At a press conference in Accra yesterday it disclosed that it would soon communicate to the police and the general public when it will embark on the intended demonstration.
It said although the President had intervened despite a court order restraining them from undertaking the demonstration, they would not heed the President’s intervention because it amounted to subversion of the Constitution.
Mr Godfred Dame, Head of Legal Affairs of AFAG, who disclosed this at the press conference described the President’s call on the police to provide demonstrators with protection to embark on their demonstration as amounting to trying to gain political capital “even at the real risk of subverting the Constitution and the rule of law.”
Explaining why the alliance was calling the President’s action as an act of subversion, he explained that as required by law, the alliance duly notified the police of its intention to embark on demonstration on July 2, 2009, but the police came up with a litany of excuses to prohibit it from exercising their constitutional rights.
He said on June 26, 2009 the Attorney General sought an ex part motion order at a High Court, restraining AFAG from demonstrating.
He added that, however, on the afternoon of the same day, the President through the Ministry of Information, called on the police to protect the protesters even though a court had restrained the AFAG from demonstrating.
Mr Dame commended the President for the directive but said “we would respectively like to point out that what the President purported to do is completely unlawful and has the propensity to undermine the spirit and letter of the Constitution”.
“We seriously deprecate the attempt by his Excellency the President to reserve unto himself the prerogative of either approving or disapproving the exercise of a citizen’s fundamental human rights which is an inalienable rights and specifically enshrined in the Constitution”, he added.
He explained that the effect of what the President had done was that he had rendered the exercise of a citizen’s rights subject to his pleasure, fiat or official permission.

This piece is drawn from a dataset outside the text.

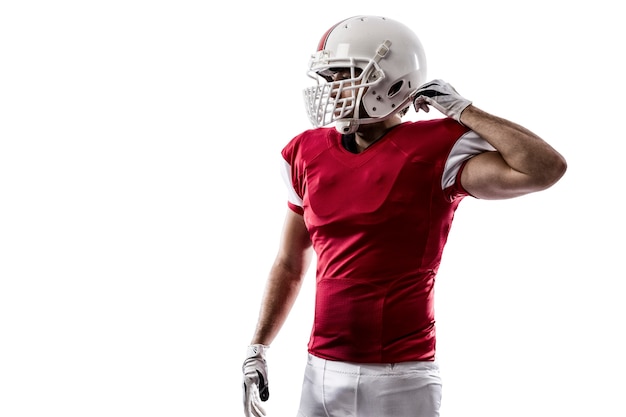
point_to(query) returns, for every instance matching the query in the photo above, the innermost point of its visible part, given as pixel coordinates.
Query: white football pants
(341, 389)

According to Mr Dame, the alliance had now found an explanation to the recent arbitrary arrest, curtailment of citizen’s freedom of movement and other fundamental human rights, because “the pleasure of the President is what dictates whether a citizen can exercise these fundamental human rights or not”.
He said as law abiding citizens, members of the alliance had faith in the rule of law and due process and would consequently respect the orders of a court of competent jurisdiction.
A member of the group, Ms Frances Asiam, expressed worry that the President who was briefed daily about the security situation in the country would act as if he did not know that his principal legal advisor, the Attorney General, had sought a court order to restrain the members of the alliance from embarking on demonstration.